Eksperyment kortowski
Eksperyment kortowski (metoda Olszewskiego) – metoda rekultywacji jezior, opracowana i zastosowana po raz pierwszy w 1956 r. przez profesora Przemysława Olszewskiego (WSR w Olsztynie) w zeutrofizowanym Jeziorze Kortowskim (Olsztyn). Polegała ona na odprowadzaniu przeżyźnionych wód hypolimnionu za pomocą drewnianej rury, działającej na zasadzie lewara (syfonu)[1]. Woda z hypolimnionu odprowadzana była do rzeki Kortówki, a dalej do rzeki Łyny.
Zimą 1956 r. w jeziorze został umieszczony czworościenny rurociąg o wymiarach 40 na 50 cm w przekroju i 180 m długości, wykonany z desek obitych papą. Jeden z końców rury zanurzony był w jeziorze na głębokość 13 m, drugi znajdował się w rzece Kortówce. Pod wpływem ciśnienia hydrostatycznego woda z hypolimnionu poprzez rurociąg wypływała do Kortówki[2] z maksymalną wydajnością 180 litrów na sekundę.
Początkowo rezultaty obniżenia trofizmu jeziora nie były duże, ze względu na fakt, iż napływające wody (wpływająca rzeka Kortówka) były tylko nieco mniej zeutrofizowane niż woda w samym jeziorze, oraz dlatego, że koniec rury nie docierał do największych głębokości.
Po kilku latach przejrzystość wody poprawiła się, a czas deficytu tlenowego przy dnie uległ skróceniu. Zmalały zakwity wód.
W 1973 r., po śmierci prof. Olszewskiego, rekultywacją jeziora zajął się ówczesny adiunkt, prof. Czesław Mientki.
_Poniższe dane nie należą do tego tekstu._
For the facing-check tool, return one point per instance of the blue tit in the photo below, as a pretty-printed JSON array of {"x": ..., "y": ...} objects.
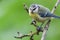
[{"x": 40, "y": 13}]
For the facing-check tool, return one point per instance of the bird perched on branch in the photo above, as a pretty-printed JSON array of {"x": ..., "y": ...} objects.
[{"x": 40, "y": 13}]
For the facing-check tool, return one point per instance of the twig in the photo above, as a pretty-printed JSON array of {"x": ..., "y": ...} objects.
[
  {"x": 47, "y": 25},
  {"x": 39, "y": 29}
]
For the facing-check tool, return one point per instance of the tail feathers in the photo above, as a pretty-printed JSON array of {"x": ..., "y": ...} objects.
[{"x": 56, "y": 16}]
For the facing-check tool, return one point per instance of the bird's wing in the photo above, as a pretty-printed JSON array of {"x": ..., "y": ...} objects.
[{"x": 46, "y": 14}]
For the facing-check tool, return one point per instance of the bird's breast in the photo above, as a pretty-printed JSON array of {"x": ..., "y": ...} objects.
[{"x": 37, "y": 17}]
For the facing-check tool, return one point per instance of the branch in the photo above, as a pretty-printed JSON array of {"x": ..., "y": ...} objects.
[{"x": 47, "y": 24}]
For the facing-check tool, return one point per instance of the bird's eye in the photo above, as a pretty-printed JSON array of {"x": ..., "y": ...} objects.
[{"x": 34, "y": 8}]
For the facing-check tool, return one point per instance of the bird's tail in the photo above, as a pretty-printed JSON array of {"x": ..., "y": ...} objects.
[
  {"x": 55, "y": 16},
  {"x": 52, "y": 15}
]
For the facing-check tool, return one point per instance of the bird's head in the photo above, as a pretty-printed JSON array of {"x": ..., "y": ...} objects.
[{"x": 33, "y": 8}]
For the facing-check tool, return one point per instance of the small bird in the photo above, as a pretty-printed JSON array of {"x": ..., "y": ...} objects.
[{"x": 40, "y": 13}]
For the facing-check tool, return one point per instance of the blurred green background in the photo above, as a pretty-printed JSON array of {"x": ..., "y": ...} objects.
[{"x": 14, "y": 18}]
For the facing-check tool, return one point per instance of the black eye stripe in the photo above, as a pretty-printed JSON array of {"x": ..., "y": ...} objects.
[{"x": 34, "y": 8}]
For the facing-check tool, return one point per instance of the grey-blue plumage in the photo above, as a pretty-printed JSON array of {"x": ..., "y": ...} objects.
[{"x": 48, "y": 15}]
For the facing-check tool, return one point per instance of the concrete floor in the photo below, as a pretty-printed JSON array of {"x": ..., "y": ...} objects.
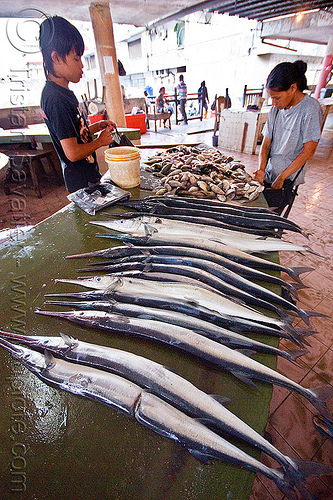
[{"x": 290, "y": 425}]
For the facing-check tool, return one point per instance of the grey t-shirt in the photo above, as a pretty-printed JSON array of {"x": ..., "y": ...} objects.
[{"x": 291, "y": 129}]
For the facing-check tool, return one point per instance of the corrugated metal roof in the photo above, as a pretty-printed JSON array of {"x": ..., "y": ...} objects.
[{"x": 265, "y": 9}]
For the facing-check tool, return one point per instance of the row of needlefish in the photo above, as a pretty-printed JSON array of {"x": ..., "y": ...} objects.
[
  {"x": 189, "y": 251},
  {"x": 159, "y": 399},
  {"x": 196, "y": 309}
]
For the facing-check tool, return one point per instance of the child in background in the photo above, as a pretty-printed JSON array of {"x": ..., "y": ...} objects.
[{"x": 62, "y": 47}]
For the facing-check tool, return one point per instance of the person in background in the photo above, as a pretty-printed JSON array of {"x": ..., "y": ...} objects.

Pomimo częstych napraw, nieszczelności drewnianego rurociągu uniemożliwiały uzyskanie zakładanych efektów rekultywacji. Dlatego w latach 1974-75 zaprojektowano i przy współpracy z Zakładem Tworzyw Sztucznych Instytutu Okrętowego Politechniki Gdańskiej zbudowano z włókna szklanego i żywicy poliestrowej nowy rurociąg (średnica 60 cm, długość 250 m, wydajność maksymalna 250 litrów na sekundę). Jego wlot znajduje się w najgłębszym miejscu jeziora (17,2 m)[2]. Nowy rurociąg działa bezawaryjnie do chwili obecnej.
Pozytywne efekty stosowanej na Jeziorze Kortowskim metody i jednocześnie stosunkowo niewielki koszt zabiegu (woda odpływa samoczynnie bez nakładów energetycznych), zadecydowały o zastosowaniu jej na wielu innych jeziorach: Hecht, Piburger, Reither, Kleiner Montiggler, Laacher, Lützelsee, de Paladru, Bled, Gemündener Maar, Meerfelder Maar, Waramaug, Wononscopomuc, Burgäschi, Mauen. W Polsce podobny system zastosowano w latach 1982 i 1991 w Jeziorze Rudnickim Wielkim w Grudziądzu[2]. Wody hypolimnionu z tego zbiornika usuwane są w łącznej ilości 90 litrów na sekundę za pomocą 3 rurociągów (15 l/s, 25 l/s, 50 l/s) z dwóch najgłębszych miejsc.
Urządzenie zastosowane w eksperymencie kortowskim i zabiegach wykorzystujących tę samą metodę określane jest jako rura Olszewskiego[3].
Zanieczyszczona woda jest usuwana z hipolimnionu, ale trafia do cieku odpływającego z jeziora, co jest uważane za wadę tej metody. Ograniczeniem jest też brak możliwości stosowania w zbiornikach bezodpływowych[1]. Silny odpływ może również spowodować obniżenie termokliny, a to wzmocnić deficyt tlenowy[3]. Mimo to hydrobiolodzy ze względu na prostotę i oszczędność kosztów zalecają stosowanie tej metody tam, gdzie jest to wykonalne[1].
Przypisy
edytuj- ↑ a b c Zdzisław Kajak: Hydrobiologia-limnologia. Ekosystemy wód śródlądowych. Warszawa: Wydawnictwo Naukowe PWN, 1998, s. 304. ISBN 83-01-12537-3. (pol.).
- ↑ a b c Julita Dunalska: Pierwsza na świecie metoda rekultywacji jezior. Wydział Nauk o Środowisku UWM, 06.01.2012. [dostęp 2013-10-28]. [zarchiwizowane z tego adresu (2013-10-29)]. (pol.).
- ↑ a b Winfried Lampert, Ulrich Sommer: Ekologia wód śródlądowych. tłum. Joanna Pijanowska. Warszawa: Wydawnictwo Naukowe PWN, 2001, s. 360. ISBN 83-01-13387-2. (pol.).